Rick Dreher, director of the bureau of revenue, cash flow, and debt, said his team is working on a $1 billion tax anticipation GO note deal and a $400 million GO refunding sale tentatively set for the first week in October, depending on interest rates.
Under its constitution, the state issues GO new-money and refinancing transactions through competitive bid. Public Financial Management Inc. is the state’s financial adviser.
This will be Pennsylvania’s second Tan deal since 1997. In December 2009, it sold $800 million and borrowed about $650 million from the motor-license vehicle fund to help support its cash-flow needs. Between 1998 and 2008, the state did not need to rely on short-term borrowing. Declining revenues necessitated last year’s $800 million note deal.
This year, officials anticipate issuing $1 billion of Tans. There are no plans at this time for an internal borrowing from the motor-license vehicle fund or another fund. Fiscal 2011 began July 1.
“If we experience revenue shortfalls like we have the past couple of years, we may have to do a second Tan or maybe some second type of internal loan,” Dreher said. “We’ll monitor that as the fiscal year develops.”
The $400 million refunding could generate about 5.5% of net present-value savings for the commonwealth, or $25 million. Officials are looking to grab lower interest rates on debt sold in 2004 and 2008, according to Dreher.
“It’s certainly something we’re interested in, given the current budget environment,” he said.
Like most states, Pennsylvania has had to cut spending by several billion dollars during the past two years to help offset declining tax collections.
After the October deals, the state in December plans to issue $600 million to $1 billion of taxable BABs to help finance infrastructure needs.
The state tends to sell new-money debt in November or December and again in the spring. It could opt to issue the bulk of its nearly $2 billion of new-money borrowing capacity for fiscal 2011 in the December BAB transaction, depending on whether or not Congress extends the BAB program and if they alter the interest rate subsidy included in that plan.
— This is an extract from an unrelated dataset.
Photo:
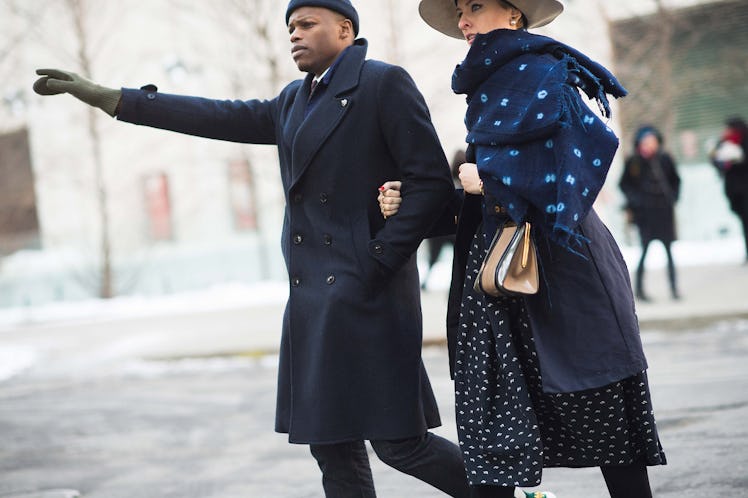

Taxable BABs offer issuers a lower cost of borrowing with a 35% federal subsidy on interest costs. BABs are a product of the American Recovery and Reinvestment Act.
The BAB program is set to expire at the end of 2010. If Congress chooses to continue it, lawmakers may opt to lower the subsidy rate, which would decrease savings for issuers.
Dreher said that since the state has such a large capital program, it could boost the December BAB deal above $1 billion to take advantage of the stimulus program while it lasts.
“From a tax and arbitrage-regulation perspective, I would have no problem meeting spending requirements if I issued my whole year’s worth of bonds,” he said.
Pennsylvania will have a new governor in January since Gov. Edward Rendell is prohibited from seeking a third consecutive term. Dreher said the most immediate issue for the incoming governor will be crafting a fiscal 2012 budget that will not include ARRA funds. In addition, the state’s pension contributions will increase dramatically in fiscal 2013.
“There will be significant challenges to an incoming administration — dealing with replacement of federal ARRA funds and expenditure pressures, particularly from pensions,” Dreher said.